Florida reported 132 additional deaths, topping the previous record for the state set just last week. The figure likely includes deaths from the past weekend that had not been previously reported.
Even so, the new deaths raised Florida’s seven-day average to 81 per day, more than double the figure of two weeks ago and now the second-highest in the United States behind Texas. Doctors have predicted a surge in deaths as Florida’s daily reported cases have gone from about 2,000 a day a month ago to over 12,000.
Marlyn Hoilette, a nurse who spent four months working in the COVID-19 unit of her Florida hospital until testing positive recently, said she worries about returning given the pressure to handle the surge in cases.
“Nurses are getting sick, nursing assistants are getting sick and my biggest fear is that it seems we want to return folks to work even without a negative test,” said Hoilette, who works at Palms West Hospital in Loxahatchee. Florida. “It’s just a matter of time before you wipe the other staff out if you’re contagious, so that is a big problem.”
Word of the rising toll in Florida came as Arizona officials tallied 4,273 newly confirmed cases of COVID-19.
The state, which became a virus hot spot after Gov.

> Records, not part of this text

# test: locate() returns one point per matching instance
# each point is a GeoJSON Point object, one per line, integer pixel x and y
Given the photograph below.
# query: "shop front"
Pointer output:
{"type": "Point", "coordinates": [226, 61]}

Doug Ducey relaxed stay-at-home orders and other restrictions in May, reported 3,517 patients hospitalized because of the disease, a record high. Arizona’s death toll from COVID-19 rose to 2,337, with 92 additional deaths reported Tuesday.
The New York Times on Tuesday reported that the Trump administration has ordered hospitals to bypass the Centers for Disease Control and Prevention and, beginning Wednesday, send all coronavirus patient information to a central database in Washington – a move that has alarmed public health experts who fear the data will be distorted for political gain.

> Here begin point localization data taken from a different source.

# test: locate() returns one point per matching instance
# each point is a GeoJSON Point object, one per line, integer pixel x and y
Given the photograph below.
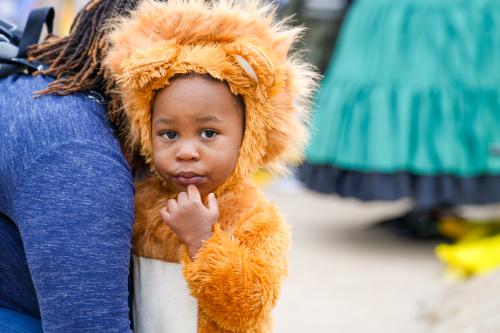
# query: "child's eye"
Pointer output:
{"type": "Point", "coordinates": [169, 135]}
{"type": "Point", "coordinates": [208, 134]}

The new instructions are contained in a littlenoticed document posted this week on the Department of Health and Human Services’ website. From now on, HHS, and not the CDC, will collect daily reports about the patients that each hospital is treating, how many beds and ventilators are available, and other information vital to tracking the pandemic.
In Britain, officials announced they will require people to wear face masks starting July 24, after weeks of dismissing their value.
“We are not out of the woods yet, so let us all do our utmost to keep this virus cornered and enjoy summer safely,” British Health Secretary Matt Hancock told lawmakers in the House of Commons.
French President Emmanuel Macron said masks will be required by Aug. 1, after recent rave parties and widespread backsliding on social distancing raised concerns the virus may be starting to rebound.
Even Melania Trump, whose husband President Donald Trump resisted wearing a mask or urging anyone else to do so, called on people to step up precautions.
Story Collins, 9, and her mother, Heather Correia, show their support for teachers Tuesday at the Duval County School Board building in Jacksonville, Fla., where people were protesting plans to reopen schools in a city where COVID-19 infections have hit record rates.